ALLAN NAIRN: Well, I mean, that’s a complicated question, and opinions differ on that. I would, you know, defer to Timorese to give — to hear their opinions on that. It’s nothing like, though — nothing like the nefarious role that the US, Australia and others played during the years of the Indonesian invasion and occupation. I mean, both the US and Australia greenlighted the Indonesian invasion. They armed it as they were slaughtering the population. And, in fact, Australia was backing the Indonesian military up until really just a few months before the referendum for independence in Timor. They switched sides only at the last minute, as basically the ship was sinking and it was becoming clear that Indonesia could no longer politically maintain its occupation of Timor. And then Indonesia — I’m sorry, Australia finally came out and said, OK, we will support a referendum for the Timorese. But up until that moment, they had been supporting the killing of the Timorese by arming the Indonesian army.
In fact, after the ’91 massacre in Dili of the procession that Constancio helped organize, the procession that came to the cemetery and where the Indonesian troops opened fire using American M-16s, after that, activists organized in the United States, put pressure on Congress, and the US Congress actually cut off the sale of weaponry like M-16s to Indonesia. But then Australia stepped in to fill the gap, and they started providing the rifles to Indonesia. And when the US Congress got training for outfits like Kopassus, the Indonesian special forces that are the most murderous of the murderous, when that got cut off, Australia stepped in to fill the gap and upped their training of Kopassus. So Australia is in no position now to pontificate.
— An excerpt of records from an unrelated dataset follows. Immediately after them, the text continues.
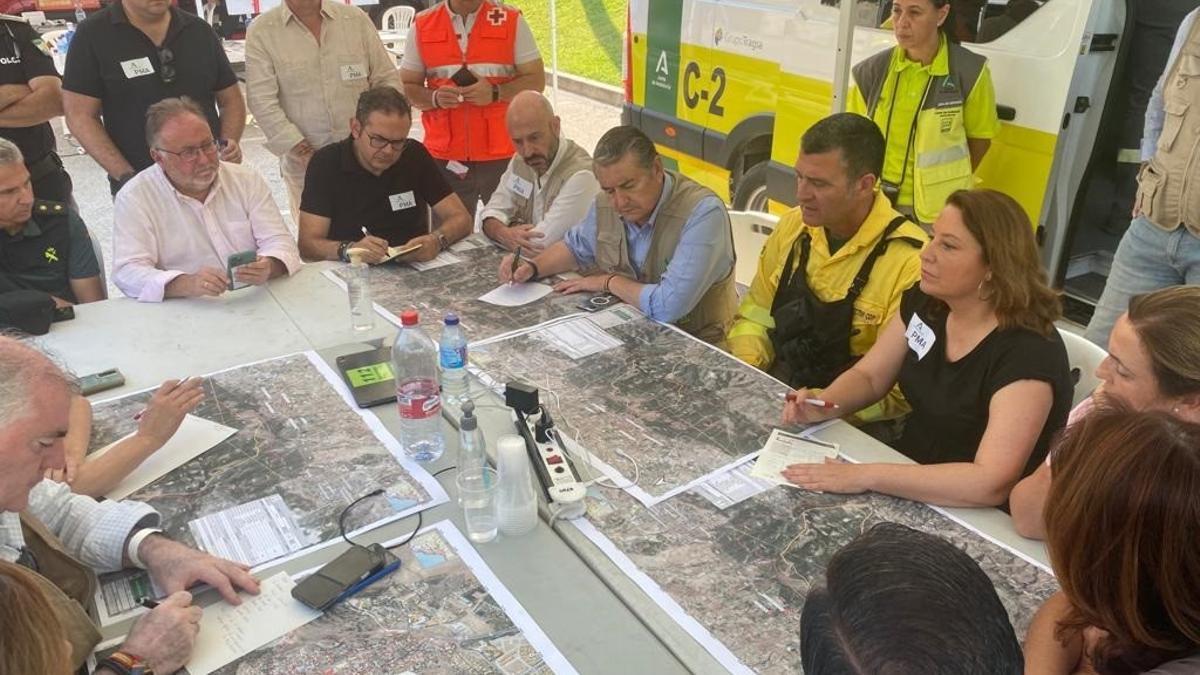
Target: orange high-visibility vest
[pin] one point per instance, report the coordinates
(468, 132)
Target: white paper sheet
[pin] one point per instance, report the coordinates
(732, 487)
(443, 260)
(251, 533)
(229, 632)
(195, 437)
(784, 449)
(577, 339)
(515, 294)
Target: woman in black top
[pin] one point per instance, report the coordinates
(976, 354)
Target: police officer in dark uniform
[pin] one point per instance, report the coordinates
(30, 95)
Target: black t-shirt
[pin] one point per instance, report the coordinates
(949, 400)
(394, 204)
(112, 60)
(48, 252)
(21, 60)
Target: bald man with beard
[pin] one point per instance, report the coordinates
(549, 185)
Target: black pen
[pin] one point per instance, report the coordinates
(516, 261)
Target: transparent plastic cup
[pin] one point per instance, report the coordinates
(477, 494)
(358, 287)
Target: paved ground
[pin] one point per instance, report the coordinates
(583, 120)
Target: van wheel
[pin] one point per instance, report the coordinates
(750, 193)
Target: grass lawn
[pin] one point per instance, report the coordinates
(589, 34)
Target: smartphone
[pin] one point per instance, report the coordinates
(342, 577)
(463, 77)
(101, 381)
(235, 261)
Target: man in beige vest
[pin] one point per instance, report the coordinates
(653, 238)
(549, 185)
(66, 538)
(1162, 246)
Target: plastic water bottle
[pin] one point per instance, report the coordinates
(414, 359)
(453, 357)
(472, 452)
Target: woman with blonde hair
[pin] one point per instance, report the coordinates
(1152, 365)
(31, 635)
(1121, 530)
(977, 356)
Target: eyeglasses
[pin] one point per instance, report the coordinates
(192, 154)
(166, 70)
(379, 142)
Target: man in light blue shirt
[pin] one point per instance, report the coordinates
(653, 238)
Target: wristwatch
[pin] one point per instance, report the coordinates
(125, 663)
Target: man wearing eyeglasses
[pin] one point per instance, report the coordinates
(306, 64)
(375, 190)
(132, 54)
(178, 223)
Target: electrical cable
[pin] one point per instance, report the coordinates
(341, 519)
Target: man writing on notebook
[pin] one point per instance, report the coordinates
(375, 189)
(67, 538)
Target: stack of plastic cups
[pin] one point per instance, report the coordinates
(516, 502)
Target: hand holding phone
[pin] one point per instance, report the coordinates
(235, 262)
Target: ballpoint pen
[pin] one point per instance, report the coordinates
(516, 261)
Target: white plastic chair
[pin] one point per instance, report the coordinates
(399, 18)
(750, 232)
(396, 21)
(1084, 357)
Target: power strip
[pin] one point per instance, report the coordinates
(556, 472)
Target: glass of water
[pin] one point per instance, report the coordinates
(477, 494)
(358, 286)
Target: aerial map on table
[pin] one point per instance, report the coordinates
(300, 454)
(456, 287)
(442, 611)
(617, 382)
(736, 579)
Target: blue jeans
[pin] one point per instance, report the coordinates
(1149, 258)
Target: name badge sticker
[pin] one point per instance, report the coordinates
(521, 186)
(402, 201)
(353, 71)
(137, 67)
(921, 336)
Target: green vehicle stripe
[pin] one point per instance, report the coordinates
(663, 55)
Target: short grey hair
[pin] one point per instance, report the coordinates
(10, 154)
(621, 141)
(22, 366)
(167, 109)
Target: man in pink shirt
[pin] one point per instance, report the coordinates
(178, 222)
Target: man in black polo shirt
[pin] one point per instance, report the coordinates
(132, 54)
(30, 95)
(375, 189)
(43, 245)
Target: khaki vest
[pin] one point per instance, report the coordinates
(67, 584)
(1169, 186)
(571, 160)
(712, 316)
(941, 155)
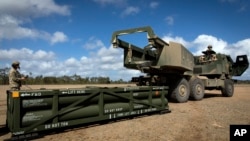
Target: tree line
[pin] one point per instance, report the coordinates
(73, 79)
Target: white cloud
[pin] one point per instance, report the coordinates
(108, 61)
(93, 43)
(15, 14)
(58, 37)
(32, 8)
(111, 2)
(153, 4)
(130, 10)
(169, 20)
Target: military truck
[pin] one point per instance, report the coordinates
(171, 64)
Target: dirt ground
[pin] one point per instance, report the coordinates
(204, 120)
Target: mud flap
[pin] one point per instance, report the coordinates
(240, 66)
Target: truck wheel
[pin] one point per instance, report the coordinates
(228, 89)
(196, 89)
(181, 92)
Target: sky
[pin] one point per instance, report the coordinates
(67, 37)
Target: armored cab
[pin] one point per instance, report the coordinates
(171, 64)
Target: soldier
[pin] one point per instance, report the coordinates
(15, 78)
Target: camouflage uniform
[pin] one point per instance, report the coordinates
(15, 78)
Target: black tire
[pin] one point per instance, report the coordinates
(196, 89)
(228, 89)
(181, 91)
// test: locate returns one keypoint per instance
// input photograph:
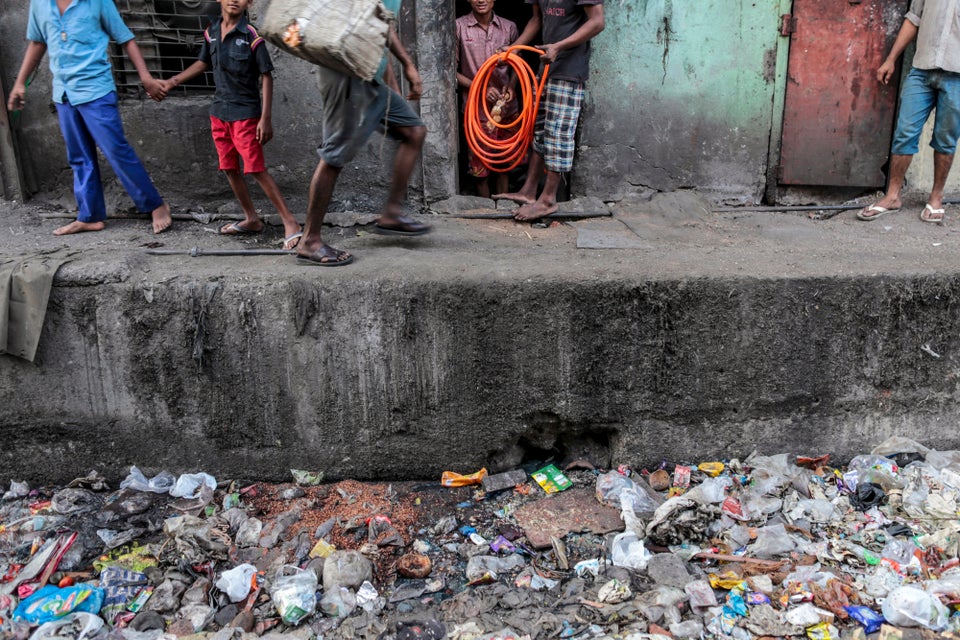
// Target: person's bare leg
(891, 200)
(483, 187)
(79, 227)
(528, 192)
(545, 204)
(941, 169)
(290, 225)
(251, 221)
(502, 182)
(411, 142)
(312, 246)
(161, 218)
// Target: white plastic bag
(236, 582)
(160, 483)
(629, 551)
(189, 485)
(294, 593)
(910, 606)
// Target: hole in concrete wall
(548, 438)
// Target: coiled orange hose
(503, 155)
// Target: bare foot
(161, 218)
(79, 227)
(515, 197)
(534, 211)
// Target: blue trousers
(97, 124)
(923, 91)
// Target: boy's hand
(885, 72)
(416, 84)
(17, 98)
(550, 53)
(155, 88)
(264, 131)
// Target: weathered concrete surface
(486, 342)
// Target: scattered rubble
(770, 546)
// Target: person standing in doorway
(76, 34)
(932, 83)
(352, 109)
(481, 34)
(568, 26)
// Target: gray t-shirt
(938, 38)
(561, 19)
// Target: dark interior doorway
(518, 12)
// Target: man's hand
(550, 53)
(155, 88)
(264, 131)
(17, 98)
(416, 84)
(885, 72)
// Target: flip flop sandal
(291, 238)
(876, 211)
(236, 230)
(929, 214)
(335, 258)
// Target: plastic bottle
(863, 553)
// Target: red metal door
(838, 120)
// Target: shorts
(352, 110)
(235, 140)
(554, 133)
(923, 91)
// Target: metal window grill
(169, 34)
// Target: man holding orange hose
(481, 34)
(568, 26)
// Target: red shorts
(236, 140)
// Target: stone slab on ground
(572, 511)
(607, 234)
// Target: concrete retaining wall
(403, 378)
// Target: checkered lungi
(556, 126)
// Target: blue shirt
(77, 46)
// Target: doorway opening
(519, 13)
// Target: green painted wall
(682, 94)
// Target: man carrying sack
(352, 109)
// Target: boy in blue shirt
(240, 124)
(76, 34)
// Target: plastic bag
(453, 479)
(870, 619)
(294, 594)
(50, 603)
(160, 483)
(82, 625)
(629, 551)
(236, 582)
(189, 485)
(772, 541)
(910, 606)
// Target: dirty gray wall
(173, 137)
(250, 375)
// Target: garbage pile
(770, 546)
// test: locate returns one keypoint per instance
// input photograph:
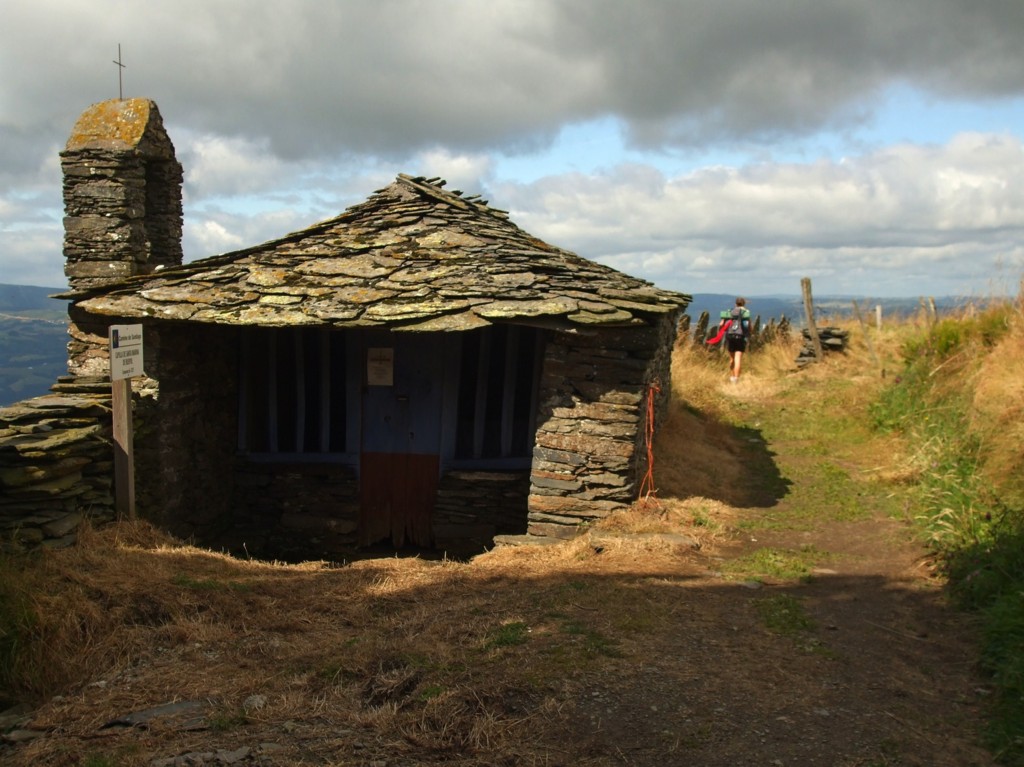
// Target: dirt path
(805, 630)
(856, 659)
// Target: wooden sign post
(126, 361)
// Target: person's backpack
(736, 328)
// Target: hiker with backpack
(737, 331)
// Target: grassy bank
(958, 402)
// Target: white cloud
(905, 214)
(284, 118)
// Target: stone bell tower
(122, 195)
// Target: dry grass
(469, 664)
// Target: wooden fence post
(812, 329)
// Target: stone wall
(292, 511)
(594, 394)
(472, 507)
(186, 428)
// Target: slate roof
(412, 257)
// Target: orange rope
(647, 485)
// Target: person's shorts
(735, 344)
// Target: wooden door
(400, 438)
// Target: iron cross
(121, 68)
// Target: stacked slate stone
(413, 257)
(55, 469)
(833, 339)
(122, 195)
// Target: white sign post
(126, 361)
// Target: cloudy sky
(727, 145)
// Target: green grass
(977, 537)
(507, 635)
(784, 614)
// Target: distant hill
(33, 341)
(34, 328)
(825, 307)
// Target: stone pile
(122, 193)
(833, 339)
(55, 468)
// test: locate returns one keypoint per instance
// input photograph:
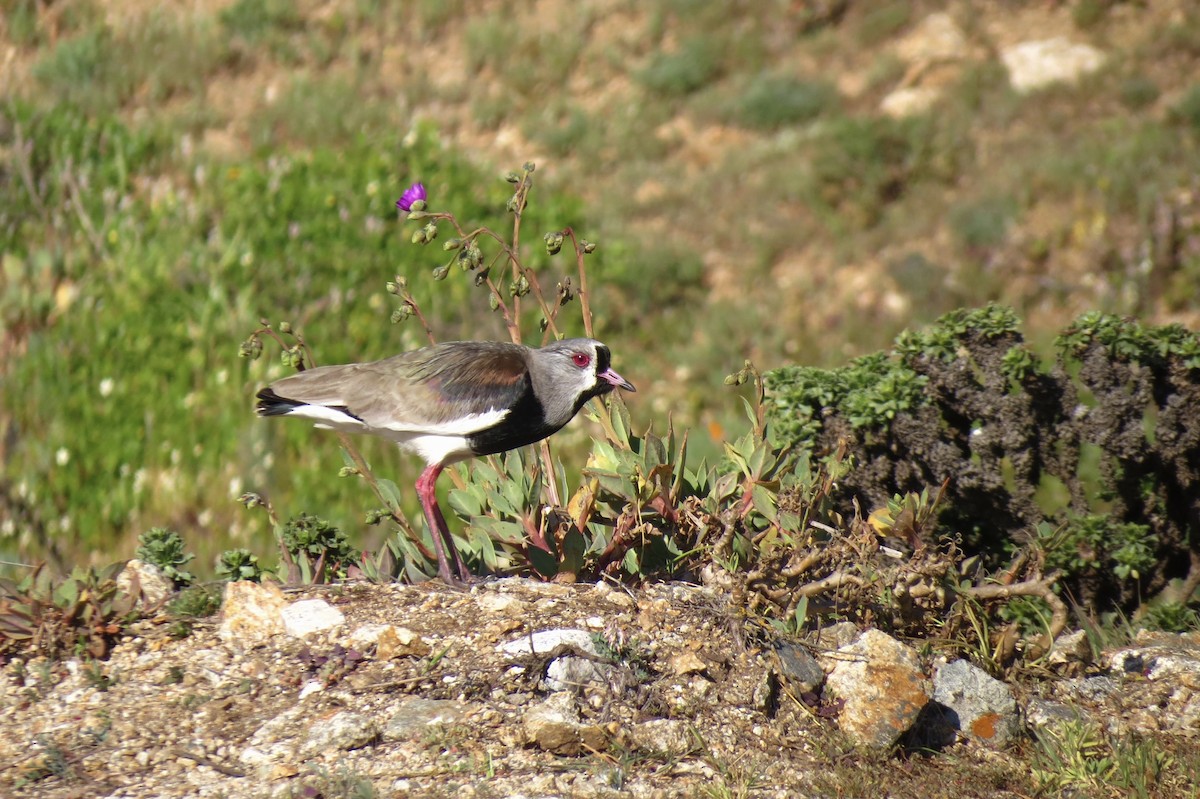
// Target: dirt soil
(690, 700)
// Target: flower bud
(251, 348)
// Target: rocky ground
(526, 689)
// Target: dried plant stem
(1041, 588)
(585, 298)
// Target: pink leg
(426, 488)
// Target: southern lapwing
(451, 402)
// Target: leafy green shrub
(773, 101)
(966, 402)
(196, 601)
(696, 64)
(163, 548)
(316, 547)
(239, 564)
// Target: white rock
(251, 612)
(306, 617)
(1035, 65)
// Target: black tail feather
(273, 404)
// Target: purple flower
(413, 194)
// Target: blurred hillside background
(777, 180)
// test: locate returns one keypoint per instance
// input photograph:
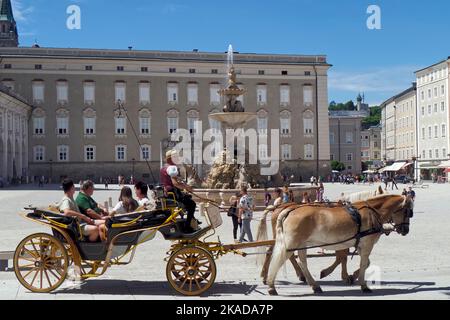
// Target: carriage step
(5, 256)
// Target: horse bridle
(408, 212)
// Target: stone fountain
(226, 174)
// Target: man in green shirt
(87, 205)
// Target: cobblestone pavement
(412, 267)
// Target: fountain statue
(223, 174)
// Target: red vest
(165, 179)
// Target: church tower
(8, 28)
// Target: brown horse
(341, 255)
(311, 226)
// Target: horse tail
(262, 228)
(380, 190)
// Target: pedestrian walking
(233, 213)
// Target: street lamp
(51, 171)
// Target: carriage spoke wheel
(41, 263)
(191, 271)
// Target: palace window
(121, 153)
(192, 93)
(349, 137)
(285, 123)
(38, 91)
(307, 95)
(89, 153)
(89, 92)
(309, 151)
(121, 125)
(145, 153)
(286, 152)
(172, 92)
(62, 125)
(261, 94)
(62, 92)
(144, 93)
(145, 122)
(63, 153)
(193, 119)
(285, 93)
(38, 125)
(214, 94)
(262, 123)
(308, 122)
(172, 121)
(120, 91)
(89, 119)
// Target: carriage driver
(169, 179)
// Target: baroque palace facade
(78, 130)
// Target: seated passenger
(88, 206)
(126, 203)
(144, 201)
(69, 208)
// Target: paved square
(412, 267)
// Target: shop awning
(445, 164)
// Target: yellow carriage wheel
(191, 271)
(41, 263)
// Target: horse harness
(355, 215)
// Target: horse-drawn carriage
(42, 261)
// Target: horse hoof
(317, 290)
(273, 292)
(366, 290)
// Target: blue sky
(380, 63)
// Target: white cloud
(21, 11)
(173, 7)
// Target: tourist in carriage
(169, 179)
(88, 206)
(143, 198)
(69, 208)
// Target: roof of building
(445, 60)
(113, 54)
(391, 99)
(6, 13)
(6, 90)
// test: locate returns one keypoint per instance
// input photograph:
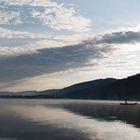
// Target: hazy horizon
(51, 44)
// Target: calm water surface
(68, 120)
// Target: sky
(51, 44)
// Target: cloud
(61, 53)
(44, 13)
(10, 17)
(61, 18)
(11, 34)
(125, 36)
(51, 60)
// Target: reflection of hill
(103, 89)
(129, 114)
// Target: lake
(68, 120)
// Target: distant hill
(102, 89)
(105, 89)
(83, 90)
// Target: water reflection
(52, 120)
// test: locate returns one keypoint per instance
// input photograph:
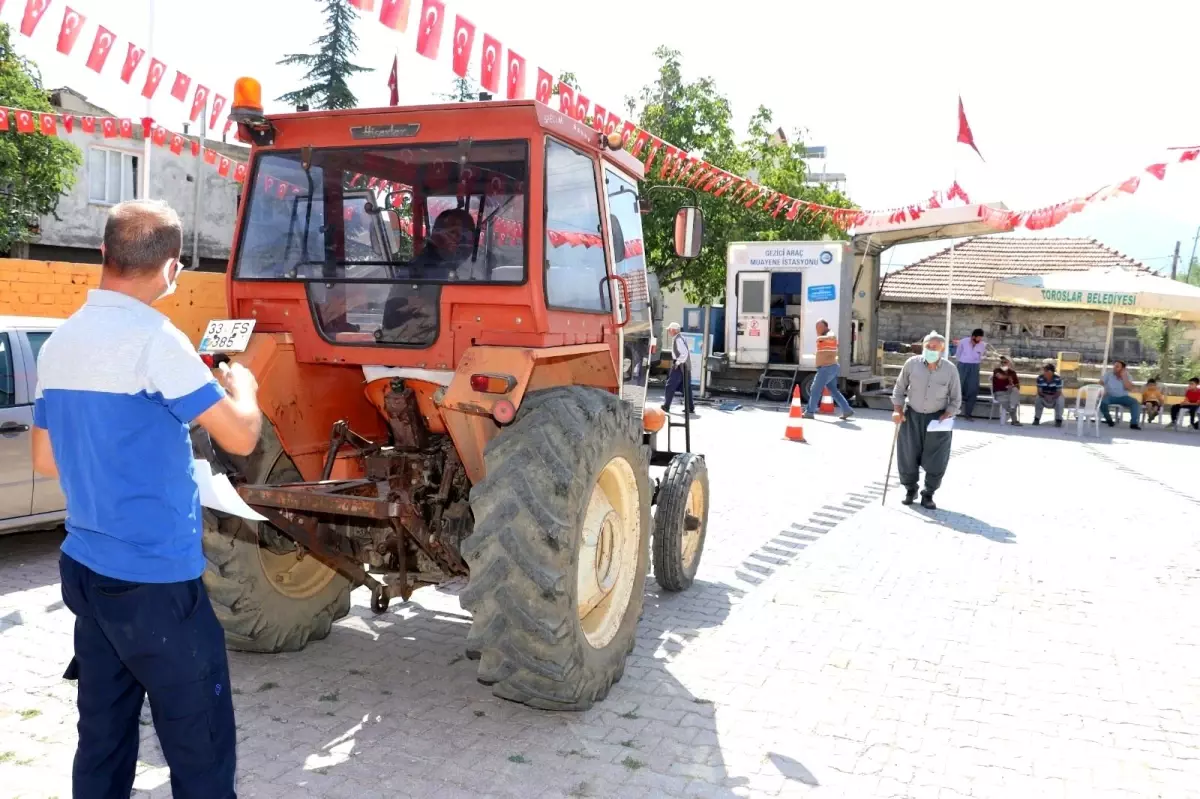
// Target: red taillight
(492, 383)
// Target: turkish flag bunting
(217, 107)
(132, 59)
(463, 40)
(179, 89)
(640, 142)
(516, 76)
(154, 77)
(34, 12)
(545, 86)
(489, 61)
(394, 13)
(72, 20)
(101, 46)
(198, 101)
(565, 98)
(429, 36)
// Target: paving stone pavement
(1036, 637)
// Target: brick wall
(55, 289)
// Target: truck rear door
(753, 329)
(16, 421)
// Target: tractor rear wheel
(268, 593)
(559, 552)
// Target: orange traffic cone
(826, 402)
(796, 418)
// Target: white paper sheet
(217, 492)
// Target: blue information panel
(822, 293)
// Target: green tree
(35, 170)
(329, 67)
(696, 116)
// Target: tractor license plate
(226, 336)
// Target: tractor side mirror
(689, 232)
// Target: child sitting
(1151, 400)
(1191, 401)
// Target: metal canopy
(933, 226)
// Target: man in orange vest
(827, 373)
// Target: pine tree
(330, 67)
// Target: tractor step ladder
(772, 379)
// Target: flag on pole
(394, 82)
(965, 134)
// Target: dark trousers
(677, 379)
(969, 377)
(917, 448)
(162, 640)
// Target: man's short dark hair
(141, 236)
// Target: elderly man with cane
(927, 391)
(118, 388)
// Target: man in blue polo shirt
(118, 389)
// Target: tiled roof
(982, 258)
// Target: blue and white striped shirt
(118, 388)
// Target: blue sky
(1063, 96)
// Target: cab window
(575, 259)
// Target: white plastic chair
(1087, 408)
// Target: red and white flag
(545, 86)
(429, 36)
(965, 134)
(394, 14)
(34, 12)
(199, 100)
(72, 22)
(100, 48)
(463, 40)
(179, 89)
(394, 82)
(490, 62)
(217, 107)
(516, 76)
(154, 77)
(132, 59)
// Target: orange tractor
(447, 312)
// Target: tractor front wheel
(559, 551)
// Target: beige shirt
(928, 390)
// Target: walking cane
(892, 455)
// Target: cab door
(630, 289)
(753, 329)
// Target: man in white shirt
(681, 355)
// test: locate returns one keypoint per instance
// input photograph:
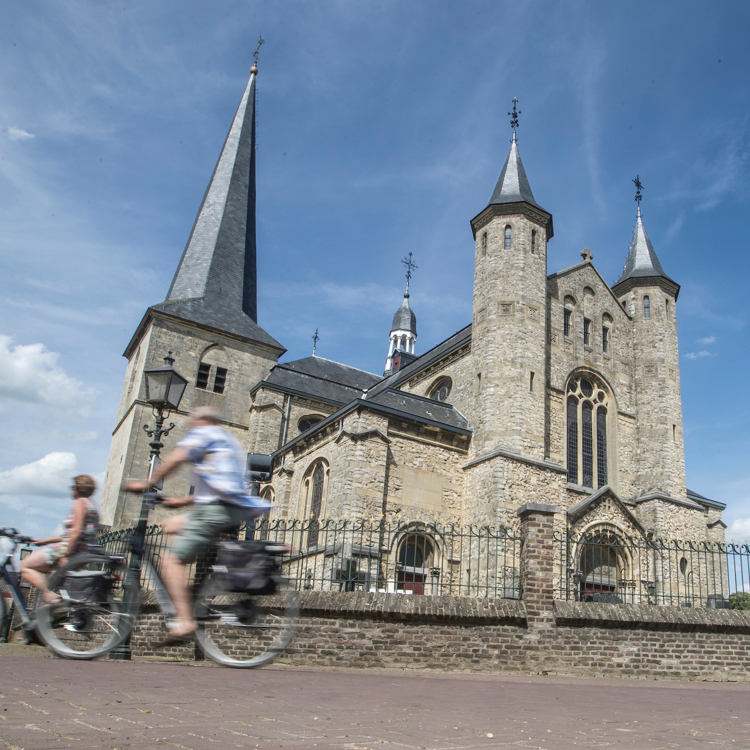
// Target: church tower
(208, 321)
(509, 313)
(403, 336)
(648, 295)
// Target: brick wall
(534, 635)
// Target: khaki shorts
(203, 527)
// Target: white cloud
(739, 529)
(19, 134)
(48, 477)
(30, 374)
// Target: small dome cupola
(403, 335)
(405, 319)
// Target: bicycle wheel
(98, 607)
(243, 630)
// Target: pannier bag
(248, 566)
(86, 586)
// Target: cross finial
(261, 42)
(514, 117)
(410, 266)
(638, 196)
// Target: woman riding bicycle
(81, 529)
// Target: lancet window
(586, 439)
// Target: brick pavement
(52, 703)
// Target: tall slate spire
(513, 191)
(513, 184)
(642, 262)
(216, 280)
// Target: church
(560, 391)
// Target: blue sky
(382, 128)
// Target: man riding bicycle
(222, 503)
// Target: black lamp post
(164, 389)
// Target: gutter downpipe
(286, 426)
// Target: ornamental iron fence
(369, 555)
(607, 566)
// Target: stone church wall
(425, 481)
(129, 454)
(536, 635)
(460, 368)
(584, 293)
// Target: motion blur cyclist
(222, 502)
(80, 530)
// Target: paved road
(51, 703)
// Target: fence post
(537, 561)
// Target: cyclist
(81, 528)
(221, 499)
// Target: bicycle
(12, 579)
(246, 611)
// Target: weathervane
(638, 196)
(514, 117)
(261, 42)
(410, 266)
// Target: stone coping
(360, 604)
(651, 617)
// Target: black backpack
(248, 566)
(86, 586)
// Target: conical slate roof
(513, 184)
(216, 280)
(405, 319)
(642, 261)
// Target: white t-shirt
(219, 468)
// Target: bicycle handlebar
(13, 534)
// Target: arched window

And overall, I’d say the international community, particularly the United States and Australia, owe a huge debt to East Timor. And whatever aid they’ve given only begins to pay it off. Saddam Hussein, for example, had to pay compensation to Kuwait after he invaded Kuwait for the damage he did there in the weeks of his occupation. Countries like Indonesia and the US and Australia should be paying compensation to the Timorese. You can’t really pay back 200,000 lives, but at the very least they could cover the property damage, and that bill would run into the many hundreds of millions.
AMY GOODMAN: I want to thank you for being with us, Allan Nairn, journalist who’s covered East Timor for many years, and Constancio Pinto in Washington, D.C., the charge d’affaires at the East Timorese embassy in Washington.